As long as we compare notes about best places to wild camp we are actually increasing the chance of being seen as Gypsies ourselves because we all end up clinging together! I know - we have done it!

We have found some nice places off the general track - let them stay that way - places will disappear quickly enough anyway!

Brian


----------



## teemyob (Nov 22, 2005)

*Agree*



babyrhino said:


> I have never travelled by motorhome before but I am now ten weeks in to a long trip round Europe.
> 
> Is there actually much difference between any of us "civilised" people doing our "wild camping" and the so called Gypsies?
> 
> ...


What an interesting reply!

And yes I agree very much about clenliness. I know of a Wildcamping spot known only to locals and fisherman on the costa Tropical in Spain.
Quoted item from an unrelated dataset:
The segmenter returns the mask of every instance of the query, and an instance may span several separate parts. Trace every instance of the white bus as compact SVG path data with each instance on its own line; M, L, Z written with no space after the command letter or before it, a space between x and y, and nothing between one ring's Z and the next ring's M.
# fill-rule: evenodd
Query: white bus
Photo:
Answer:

So remote and so well hidden that I only found it by way of renting a Villa a couple of years ago. I doubt we will ever return and would never disclose its location, indeed would find it very hard to give you directions.

If I did/could I doubt in view of its location it would remain accesible for very long especially as it is minutes away from the main route, along the coast on the missing motorway route from Almeria to Malaga. It has a Panoramic Sea View on a cliff edge, where you are often awaken by the sounds of Dolphins on a calm day or waves crashing against the rocks in the storms.

Just one of our places for those who know. Not selfish, just don't want you too close to the cliff. If you find it, I hope you have a fishing rod!

Trev


----------